Some thoughts on rights, law, and moral authority...
Given the situation described by the OP, did he do right? Sure. Everything was handled, with neither escalation of the situation, nor hostility.
Was he right to do as he did? That's a different question. Lets look at it this way, cop comes to the door, investigating a complaint. You answer the door armed (As is your right). And (unless the law requires), out of courtesy you inform the officer you are armed. That is just simple common sense.
The officer cannot be certain just what he is walking into. He probably expects something ranging from calm discussion to an angry parent. Surprising him with a gun is a rather poor idea.
But you are in your own home, doing nothing illegal, and you don't have to do xxxx! True, under the law, BUT somethings are just good ideas, even when not required by law.

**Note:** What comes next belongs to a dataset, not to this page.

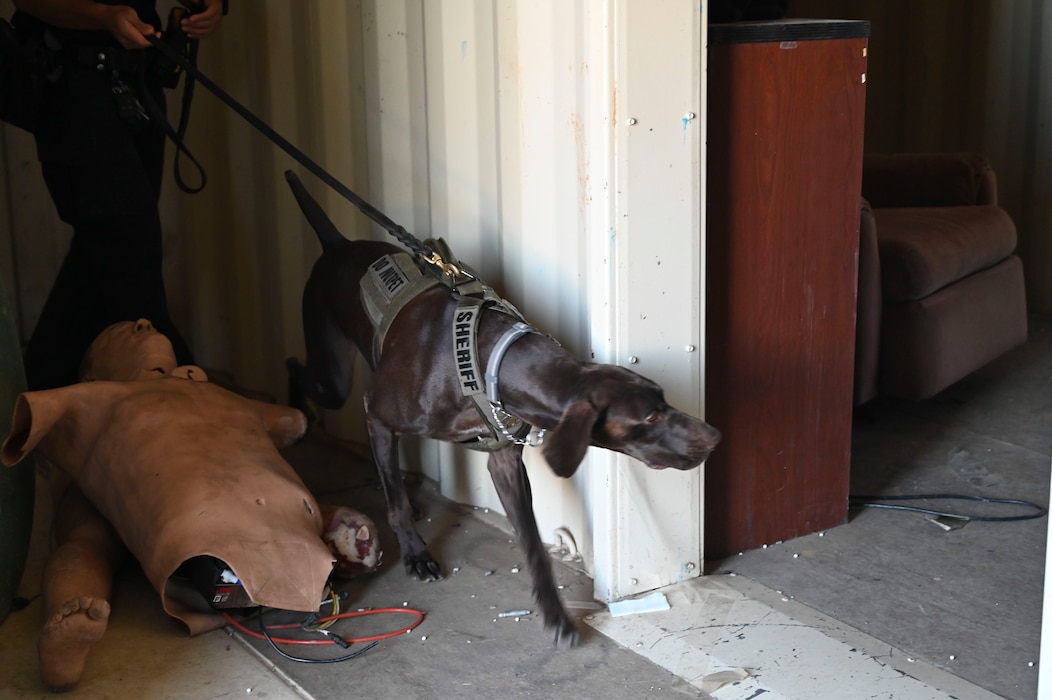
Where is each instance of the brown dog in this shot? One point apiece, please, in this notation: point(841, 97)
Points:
point(417, 380)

By asking the officer how he wanted things to proceed, the OP implies he will do as the officer asks, without objection. THis places the officer in control of the situation. Its a good way to avoid misunderstandings, BUT the officer may want you to do something you object to, or that you feel violates your rights. If he does, what then? You have already indicated that you agree he is in control, and refusal to obey instructions can trigger an undesirable reponse on the part of the officer, as he takes what steps he feels needful to retain, or regain control of the interaction.

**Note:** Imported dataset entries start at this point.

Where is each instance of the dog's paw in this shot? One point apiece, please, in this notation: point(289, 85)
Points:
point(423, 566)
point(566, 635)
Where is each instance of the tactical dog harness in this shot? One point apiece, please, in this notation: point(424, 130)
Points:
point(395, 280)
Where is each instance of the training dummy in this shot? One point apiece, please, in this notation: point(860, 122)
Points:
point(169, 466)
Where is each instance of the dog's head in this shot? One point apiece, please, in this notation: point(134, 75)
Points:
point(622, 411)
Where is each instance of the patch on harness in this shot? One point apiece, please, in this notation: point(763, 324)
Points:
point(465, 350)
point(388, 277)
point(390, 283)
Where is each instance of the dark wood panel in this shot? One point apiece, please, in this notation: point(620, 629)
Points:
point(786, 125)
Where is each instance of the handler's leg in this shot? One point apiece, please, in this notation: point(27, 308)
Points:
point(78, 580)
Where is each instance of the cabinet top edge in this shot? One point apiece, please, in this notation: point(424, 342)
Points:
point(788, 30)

There's no reason not to discuss things like adults, you do have rights, after all. BUT, after you indicate you will comply, not doing so is a very poor choice.
One can be respectful of the officer, and still be firm in asserting your rights. But there are limits to everything. Behaving as a calm rational individual gets you a lot further than anything else. If you get confrontational, and push things to the point of action/reaction (and you can do that verbally with some people) then you will lose more than you could gain. Possibly everything.
Sure, you have the right to tell the jack-booted thug in uniform he can't come in without a warrant. You can even tell him you will disarm when he takes it from your cold dead fingers. But if you go that route (even mildly) you are going to regret the outcome, most likely.
I know, I'm using extremes to illustrate my point, but really, how does it damage our rights and liberties to be reasonable and courteous. even if (or perhaps especially if) they are not being as well mannered as you are?
The officer may not have a choice on his reaction, there may be a dept policy about what he is required to do, when you inform him you are armed. Ever think of that? He might not be out to humiliate you and deny your rights, he might be just doing his job the way he is trained and required to. And most assuredly, thats the way he's viewing it, just doing his job.
There are all kinds of shades of grey involved, just as there are all kinds of individuals involved.
If you think an officer has gone overboard in his handling of a situation, complain to his supervisor, and on up the bureaucratic chain, if you need to. But do it afterwards, when everyone is calm, and (hopefully) rational.